Defining intelligence
I am continuously amazed at our tendency to associate intelligence with knowledge more than curiosity. When I coach execs and teams who are stuck, their cup is full of knowledge with little room for much new. In every case, they get unstuck with new questions. If educational institutions today reinvented themselves, possibly people could only “graduate” when they could demonstrate as many questions as they have answers.

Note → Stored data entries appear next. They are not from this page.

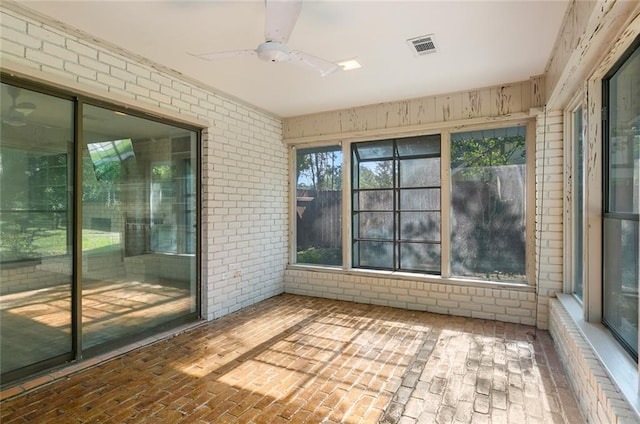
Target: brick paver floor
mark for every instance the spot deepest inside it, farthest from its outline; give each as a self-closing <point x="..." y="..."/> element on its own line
<point x="294" y="359"/>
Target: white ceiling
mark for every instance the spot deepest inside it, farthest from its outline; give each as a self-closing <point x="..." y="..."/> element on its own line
<point x="480" y="43"/>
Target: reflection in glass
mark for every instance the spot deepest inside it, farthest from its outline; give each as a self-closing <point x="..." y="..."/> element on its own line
<point x="36" y="162"/>
<point x="488" y="193"/>
<point x="621" y="214"/>
<point x="138" y="223"/>
<point x="396" y="204"/>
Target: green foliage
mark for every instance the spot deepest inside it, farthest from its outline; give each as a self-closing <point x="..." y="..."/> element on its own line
<point x="18" y="240"/>
<point x="475" y="155"/>
<point x="381" y="176"/>
<point x="319" y="170"/>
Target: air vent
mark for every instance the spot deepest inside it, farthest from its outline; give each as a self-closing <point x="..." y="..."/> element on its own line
<point x="422" y="45"/>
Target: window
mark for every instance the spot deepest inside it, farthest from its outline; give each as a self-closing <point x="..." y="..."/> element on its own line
<point x="488" y="193"/>
<point x="319" y="206"/>
<point x="396" y="204"/>
<point x="621" y="174"/>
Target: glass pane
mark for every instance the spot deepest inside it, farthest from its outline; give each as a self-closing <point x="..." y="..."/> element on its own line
<point x="624" y="138"/>
<point x="420" y="199"/>
<point x="621" y="279"/>
<point x="382" y="149"/>
<point x="374" y="254"/>
<point x="36" y="223"/>
<point x="420" y="257"/>
<point x="378" y="200"/>
<point x="578" y="188"/>
<point x="319" y="205"/>
<point x="416" y="146"/>
<point x="488" y="204"/>
<point x="138" y="218"/>
<point x="376" y="225"/>
<point x="420" y="226"/>
<point x="375" y="174"/>
<point x="420" y="172"/>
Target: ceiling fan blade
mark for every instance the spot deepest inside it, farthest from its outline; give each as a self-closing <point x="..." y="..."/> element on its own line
<point x="225" y="55"/>
<point x="324" y="67"/>
<point x="280" y="18"/>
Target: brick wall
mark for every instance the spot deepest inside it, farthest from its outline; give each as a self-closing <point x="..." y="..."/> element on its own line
<point x="502" y="304"/>
<point x="244" y="171"/>
<point x="599" y="399"/>
<point x="549" y="210"/>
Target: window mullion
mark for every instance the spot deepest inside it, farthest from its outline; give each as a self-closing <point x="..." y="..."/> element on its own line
<point x="445" y="202"/>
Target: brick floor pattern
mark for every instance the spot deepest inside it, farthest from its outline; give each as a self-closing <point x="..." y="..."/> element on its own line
<point x="295" y="359"/>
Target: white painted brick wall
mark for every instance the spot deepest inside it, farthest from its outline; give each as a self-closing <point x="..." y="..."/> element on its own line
<point x="549" y="210"/>
<point x="502" y="304"/>
<point x="244" y="169"/>
<point x="598" y="398"/>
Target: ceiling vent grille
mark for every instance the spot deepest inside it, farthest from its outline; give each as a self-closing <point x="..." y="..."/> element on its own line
<point x="422" y="45"/>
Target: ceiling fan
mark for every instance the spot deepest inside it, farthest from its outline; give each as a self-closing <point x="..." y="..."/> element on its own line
<point x="280" y="18"/>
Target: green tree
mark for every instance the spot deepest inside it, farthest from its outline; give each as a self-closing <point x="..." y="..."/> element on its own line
<point x="319" y="170"/>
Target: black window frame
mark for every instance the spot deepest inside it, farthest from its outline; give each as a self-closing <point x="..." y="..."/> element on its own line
<point x="396" y="211"/>
<point x="607" y="213"/>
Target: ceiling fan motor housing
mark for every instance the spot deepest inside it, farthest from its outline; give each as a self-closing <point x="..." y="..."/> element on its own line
<point x="273" y="51"/>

Then we can take the next step and consider a good leader, doctor, teacher, nurse, architect, accountant, or engineer as one whose capacity for inquiry is as sharp as their capacity for memory.

April 7th, 2005 15:07
Didn’t Einstein himself say that imagination is more important than knowledge? And the education reformer John Holt observed that intelligence is not demonstrated by how much knowledge we have, but how we behave when we have no knowledge about a given situation.
April 7th, 2005 15:22
Wow … these are great references; thanks. Having a boatload of unknowns *is* so often the norm, making whining, blaming, and speechgiving far less valuable and important than honoring the power of the unknowns as questions.
April 8th, 2005 09:36
Bravo, Jack! While this is a signature theme for you, something about the way you captured it in this post is a fresh invitation to see the world through a different lens.
April 13th, 2005 10:28
Thanks Jack.
Counter-intuitive experiment: “The more you know the more there is to know” morphing into the experiment: the more you know the, more mystery ! supposing the imperative: the more you know the more unknowing there is to know.